BCG vaccination protects mice against lethal C. albicans infection through a T-/B-lymphocyte–independent mechanism. (A) Survival rate of SCID mice infected with live C. albicans (2 × 106 cfu/mouse) injected i.v. The mice were vaccinated i.v. either with PBS (control) or BCG 14 d before inoculation with a lethal C. albicans dose (n ≥ 15 per group, two independent experiments). (B) Fungal burden of kidneys from control- and BCG-vaccinated SCID mice 3 and 14 d after the lethal C. albicans infection (n = 5). (C) TNF-α production of spleen monocytes after restimulation in vitro with LPS from control- and BCG-vaccinated SCID mice 7 d after the lethal C. albicans infection (n = 5). *P < 0.05, **P < 0.01, and ***P < 0.005 vs. control (PBS) animals.
Fig. 4.
Fig. 4.
BCG primes the production of proinflammatory cytokines. (A) Diagram showing the course of the in vitro preincubation experiment.
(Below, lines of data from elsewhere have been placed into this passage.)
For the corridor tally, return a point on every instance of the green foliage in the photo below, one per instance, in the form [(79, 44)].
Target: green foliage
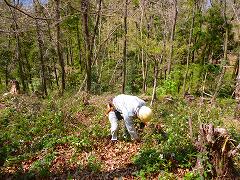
[(149, 161), (41, 166), (93, 164)]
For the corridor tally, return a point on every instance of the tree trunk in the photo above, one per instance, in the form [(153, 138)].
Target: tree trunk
[(59, 48), (225, 45), (89, 41), (144, 68), (189, 52), (40, 46), (124, 69), (18, 49), (172, 37)]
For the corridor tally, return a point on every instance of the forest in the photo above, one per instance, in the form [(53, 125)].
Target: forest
[(61, 61)]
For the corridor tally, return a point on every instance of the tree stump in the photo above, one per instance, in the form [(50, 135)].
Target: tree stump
[(217, 150)]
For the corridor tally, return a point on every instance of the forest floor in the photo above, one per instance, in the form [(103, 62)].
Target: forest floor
[(103, 159)]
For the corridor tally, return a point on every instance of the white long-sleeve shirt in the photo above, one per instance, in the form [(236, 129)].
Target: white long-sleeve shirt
[(128, 105)]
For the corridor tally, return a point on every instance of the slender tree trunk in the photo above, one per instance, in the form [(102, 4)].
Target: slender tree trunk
[(79, 48), (40, 46), (89, 41), (144, 69), (59, 48), (18, 49), (237, 88), (189, 52), (125, 48), (223, 63), (169, 64)]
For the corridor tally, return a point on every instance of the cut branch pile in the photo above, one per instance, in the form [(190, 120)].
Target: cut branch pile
[(217, 151)]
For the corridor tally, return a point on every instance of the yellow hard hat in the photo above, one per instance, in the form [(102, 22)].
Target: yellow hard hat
[(145, 114)]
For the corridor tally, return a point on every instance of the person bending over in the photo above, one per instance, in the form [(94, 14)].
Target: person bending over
[(127, 107)]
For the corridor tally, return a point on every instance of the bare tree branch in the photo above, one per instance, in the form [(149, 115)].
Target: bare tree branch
[(25, 13)]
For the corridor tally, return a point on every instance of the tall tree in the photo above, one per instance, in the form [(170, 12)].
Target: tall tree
[(124, 69), (59, 46)]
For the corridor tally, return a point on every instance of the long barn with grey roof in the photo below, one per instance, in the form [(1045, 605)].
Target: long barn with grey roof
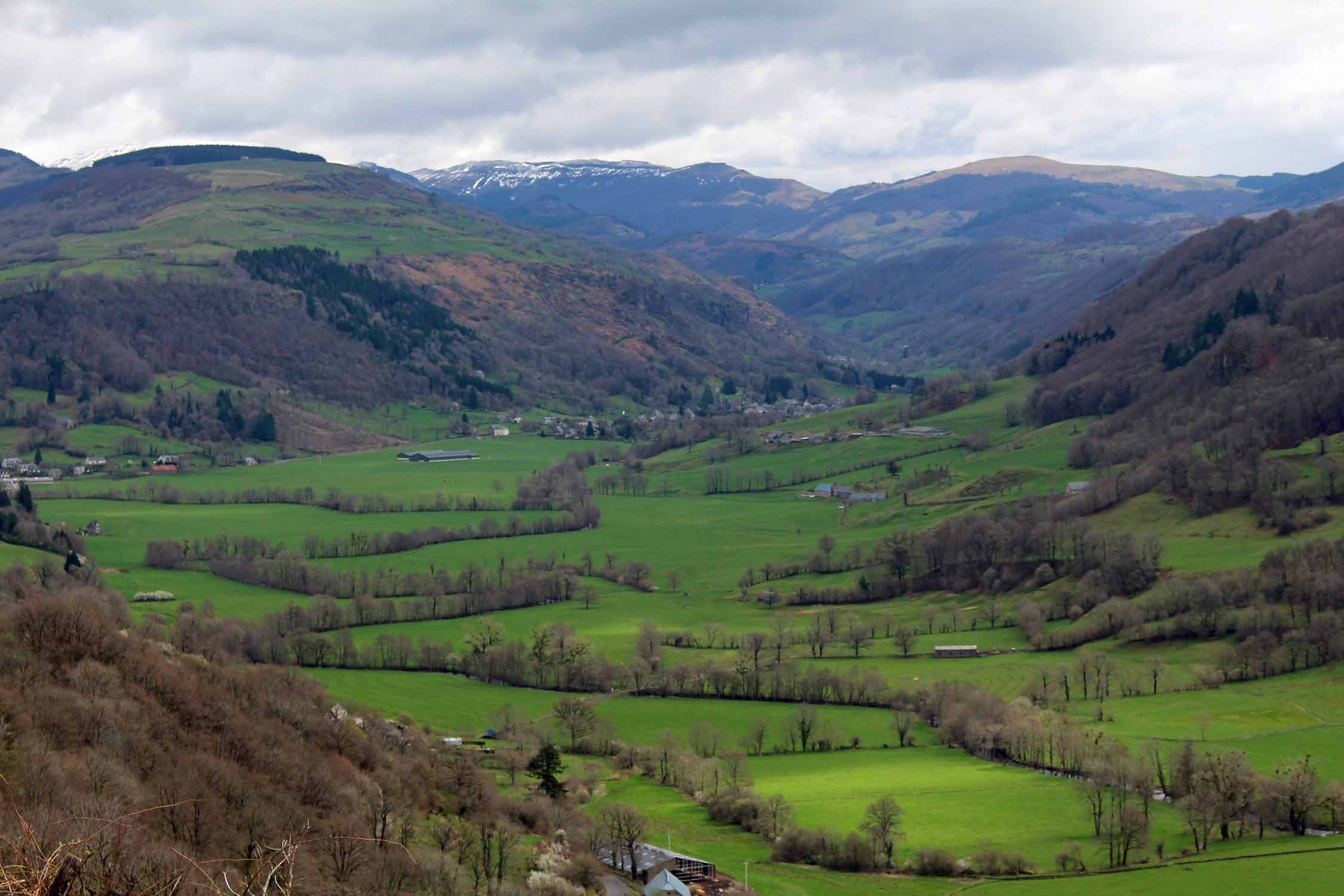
[(437, 457)]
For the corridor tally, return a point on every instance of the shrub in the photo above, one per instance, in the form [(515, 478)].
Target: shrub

Cells were preexposed to culture medium or BCG vaccine for 24 h (first stimulation—training). After the first stimulus was washed, the cells were incubated for 7 d in culture medium supplemented with serum. Afterward, a second in vitro stimulation (second stimulation) of cytokine production with various pattern recognition receptor ligands was performed for an additional 24 h. (B) BCG training in vitro using freshly isolated adherent monocytes. (C and D) Inhibition of TLR4 or TLR2 does not affect the training effects induced by BCG. (E and F) BCG training of monocytes is severely affected in cells obtained from NOD2-deficient volunteers (F) but not from dectin-1–deficient volunteers (E). (G) The training effects induced by BCG could be reproduced with MDP but not with Pam3Cys or LPS. (H and I) TNF-α production in BCG-primed monocytes in the absence or presence of Rip2/p38 inhibitor (I), the histone demethylase inhibitor pargyline, or the histone methyltransferase inhibitor MTA (H). (CI) The ratios of cytokine production in BCG-primed vs. nonprimed monocytes are presented. Data presented in (E) are the mean of two independent experiments (n = 1 + 1). Data presented in (F) were obtained from 12 healthy volunteers (controls) and two different NOD2-deficient individuals (NOD2−/−). (BD and GI) *P < 0.05, **P < 0.01, ***P < 0.005. Data are presented as mean ± SD (n ≥ 6). The Wilcoxon signed rank test was used to detect significant differences.